Understanding health care...

Bloomberg News discusses Kerry’s health plan.

I claim very little understanding of health care issues. I’ve been doing extra reading on the subject lately in an effort to sort some of it out. I begin with a strong bias against government operation or control of just about everything. Government is notoriously inefficient, consistently yielding poor results at high costs. I see no reason to believe it would be any better at heath care than it is at, say, education. That’s why the most disturbing thing I learn from the article is this:

About 78 percent of Americans want to place limits on drug prices, according to a survey of 810 adults June 5-27 by Stony Brook University in New York. The same poll found health care ranks as the third most important issue in deciding how to vote Nov. 2, behind jobs and Iraq, and slightly ahead of terrorism.
What this tells me is that nationalized/socialized health care is inevitable. With such support for price controls, it’s a just a matter of time before we elect candidates who will deliver them (Hillary in 2008?), undoubtedly as part of a comprehensive national health care system.

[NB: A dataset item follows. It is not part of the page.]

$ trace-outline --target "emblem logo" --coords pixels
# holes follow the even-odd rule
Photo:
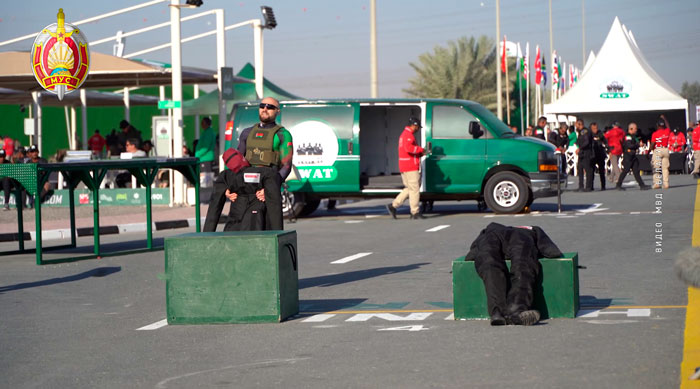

The problem is that price controls never work. As economist Thomas Sowell so often points out, you can change the price of things, but you cannot change their costs. The costs may be hidden; the costs may shift elsewhere; but costs do not change simply because we slap on an artificial price tag. Throw government into the mix, and we exacerbate the problem—adding layers of inefficiency and mismanagement, i.e. more cost.

According to the Bloomberg article, Kerry’s plan would both increase government involvement and force price controls on drug companies. Our health care system is very complex, and I’m sure there are many problems with it. I’m a long way from understanding the dynamics of it, let alone proposing any solutions. But the Kerry/Clinton approach strikes me as bad policy. Worse, once implemented, it will be policy that will be very difficult to reverse.

I'll revisit this as I gain understanding.

Update: McQ of QandO takes a look at the consequences of price controls on Canadian health care.